Articles avec #alice maman

8 ans.

7 Novembre 2016, 06:20am

Publié par Alice

8 ans.

8 ans. Et tu ne me ressembles pas, et puis si quand même beaucoup. Quelque chose dans ta manière de grandir, en toi, résonne en la petite fille que j'ai été.

Cette force de la nature, solide et massif comme du bois, comme si tu étais né en forêt, entre deux champignons rares qui se cacheraient sous les feuilles, et une cabane que tu te serais tant appliqué à bâtir.

Pêcheur, cueilleur, chasseur, petit d'homme qui se suffit de rien mais si souvent dans l'ennui parce que ce que tu n'as pas envie de faire un quelconque effort, qu'il soit intellectuel ou physique. Il faut jouer, même si c'est difficile ou complexe, mais ton intérêt doit passer par le jeu et la gagne surtout. 

Le petit d'homme des paradoxes, celui que je ne saisis pas toujours dans les méandres de sa pensée.

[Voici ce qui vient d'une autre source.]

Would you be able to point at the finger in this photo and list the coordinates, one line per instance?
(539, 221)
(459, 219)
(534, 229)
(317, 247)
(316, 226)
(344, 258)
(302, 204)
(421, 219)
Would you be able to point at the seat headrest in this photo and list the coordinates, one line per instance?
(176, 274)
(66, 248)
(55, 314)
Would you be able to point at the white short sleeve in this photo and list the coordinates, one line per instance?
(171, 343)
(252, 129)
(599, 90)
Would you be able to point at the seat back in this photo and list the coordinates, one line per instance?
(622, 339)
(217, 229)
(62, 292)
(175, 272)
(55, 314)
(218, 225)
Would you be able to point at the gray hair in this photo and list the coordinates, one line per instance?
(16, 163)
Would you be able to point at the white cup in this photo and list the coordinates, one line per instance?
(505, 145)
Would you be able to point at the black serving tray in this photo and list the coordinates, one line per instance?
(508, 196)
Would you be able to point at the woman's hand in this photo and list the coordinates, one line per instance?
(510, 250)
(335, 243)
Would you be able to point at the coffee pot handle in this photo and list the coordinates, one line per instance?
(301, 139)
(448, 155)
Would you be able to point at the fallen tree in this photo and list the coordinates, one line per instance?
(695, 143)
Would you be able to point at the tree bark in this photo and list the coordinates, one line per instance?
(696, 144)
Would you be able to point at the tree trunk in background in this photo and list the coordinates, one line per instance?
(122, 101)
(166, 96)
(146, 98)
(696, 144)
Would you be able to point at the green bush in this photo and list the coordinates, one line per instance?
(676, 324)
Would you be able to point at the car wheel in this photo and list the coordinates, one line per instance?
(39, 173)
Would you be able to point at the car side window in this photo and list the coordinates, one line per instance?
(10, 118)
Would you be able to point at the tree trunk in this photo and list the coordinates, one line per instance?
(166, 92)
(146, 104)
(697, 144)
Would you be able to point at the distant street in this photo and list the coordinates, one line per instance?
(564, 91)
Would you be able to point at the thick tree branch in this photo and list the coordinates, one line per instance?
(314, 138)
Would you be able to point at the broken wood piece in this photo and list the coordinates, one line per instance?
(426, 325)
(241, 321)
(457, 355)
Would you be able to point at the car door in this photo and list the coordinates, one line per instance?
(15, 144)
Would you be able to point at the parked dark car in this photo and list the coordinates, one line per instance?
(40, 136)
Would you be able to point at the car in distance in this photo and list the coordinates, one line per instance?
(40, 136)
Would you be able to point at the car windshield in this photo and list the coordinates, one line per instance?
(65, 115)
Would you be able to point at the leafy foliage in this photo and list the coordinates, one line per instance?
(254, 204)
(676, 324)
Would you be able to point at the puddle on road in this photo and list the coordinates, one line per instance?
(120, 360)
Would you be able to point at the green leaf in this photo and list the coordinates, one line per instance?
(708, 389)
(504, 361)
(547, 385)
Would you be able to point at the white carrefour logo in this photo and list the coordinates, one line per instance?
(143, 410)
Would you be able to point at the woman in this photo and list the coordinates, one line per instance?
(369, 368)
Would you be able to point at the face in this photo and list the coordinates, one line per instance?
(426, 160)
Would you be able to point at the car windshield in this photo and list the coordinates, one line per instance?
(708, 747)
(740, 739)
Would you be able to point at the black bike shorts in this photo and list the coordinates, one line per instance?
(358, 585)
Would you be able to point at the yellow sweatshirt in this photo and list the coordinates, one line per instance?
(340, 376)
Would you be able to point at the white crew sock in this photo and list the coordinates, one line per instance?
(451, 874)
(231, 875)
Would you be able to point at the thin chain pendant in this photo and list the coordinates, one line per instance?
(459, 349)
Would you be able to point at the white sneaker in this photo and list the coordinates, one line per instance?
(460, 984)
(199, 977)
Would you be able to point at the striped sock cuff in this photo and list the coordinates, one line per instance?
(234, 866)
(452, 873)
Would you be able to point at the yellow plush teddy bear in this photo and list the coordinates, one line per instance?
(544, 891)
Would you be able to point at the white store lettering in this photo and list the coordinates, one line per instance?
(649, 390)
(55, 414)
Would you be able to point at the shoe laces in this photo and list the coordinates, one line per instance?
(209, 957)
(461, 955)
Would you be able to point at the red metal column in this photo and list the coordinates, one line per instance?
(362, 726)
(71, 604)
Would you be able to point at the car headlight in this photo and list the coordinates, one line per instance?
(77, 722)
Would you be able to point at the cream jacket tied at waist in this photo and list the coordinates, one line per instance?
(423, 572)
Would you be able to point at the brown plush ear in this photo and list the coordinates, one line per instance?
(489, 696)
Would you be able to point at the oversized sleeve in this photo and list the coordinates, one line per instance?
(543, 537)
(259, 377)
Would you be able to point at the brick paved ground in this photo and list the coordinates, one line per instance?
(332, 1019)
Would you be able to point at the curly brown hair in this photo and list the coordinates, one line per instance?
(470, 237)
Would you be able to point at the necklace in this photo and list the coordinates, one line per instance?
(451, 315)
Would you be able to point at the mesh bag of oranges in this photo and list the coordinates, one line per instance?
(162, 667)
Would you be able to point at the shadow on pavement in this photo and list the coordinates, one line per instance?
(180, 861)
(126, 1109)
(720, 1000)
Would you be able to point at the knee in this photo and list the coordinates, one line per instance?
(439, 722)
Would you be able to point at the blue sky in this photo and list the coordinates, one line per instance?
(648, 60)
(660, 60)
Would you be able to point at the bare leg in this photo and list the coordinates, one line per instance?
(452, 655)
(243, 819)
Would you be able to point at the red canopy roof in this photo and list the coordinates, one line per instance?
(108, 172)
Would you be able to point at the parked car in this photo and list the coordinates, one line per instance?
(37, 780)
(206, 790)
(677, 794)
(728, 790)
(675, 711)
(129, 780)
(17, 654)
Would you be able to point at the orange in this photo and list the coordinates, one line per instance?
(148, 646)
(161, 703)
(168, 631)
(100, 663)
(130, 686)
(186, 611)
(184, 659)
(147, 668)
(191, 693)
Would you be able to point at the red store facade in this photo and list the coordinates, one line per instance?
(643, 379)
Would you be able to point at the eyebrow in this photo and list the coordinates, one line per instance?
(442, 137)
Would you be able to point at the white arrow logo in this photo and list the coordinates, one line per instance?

Tu manies les chiffres avec un naturel qui me déconcerte totalement : Tous ces calculs que tu te refuses à poser, comme l'impose l'apprentissage ; toutes ces combinaisons et autres stratégies que tu t'appliques à mettre en action sur un échiquier. A contrario il y a ces centaines de bande-dessinées déjà lues (pas de roman, vous comprenez, c'est fatigant...) mais cette orthographe si hasardeuse, si phonétique qui va à l'essentiel, et qui m'inquiète un peu quand même.

Très intrigué par les sentiments, ta compréhension s'arrête à l'histoire de la petite graine (aux dernières nouvelles il s'agissait d'un pépin de raisin) qu'un jour Papa a planté dans le ventre de Maman, en lui faisant l'amour, c'est-à-dire en l'embrassant sur la bouche. Si ce n'est pas exactement cela, ce n'est pas important, tu t'en accommodes. En revanche savoir pour qui nous allons voter, et pourquoi les migrants, ça, ça t'intéresse et te questionne.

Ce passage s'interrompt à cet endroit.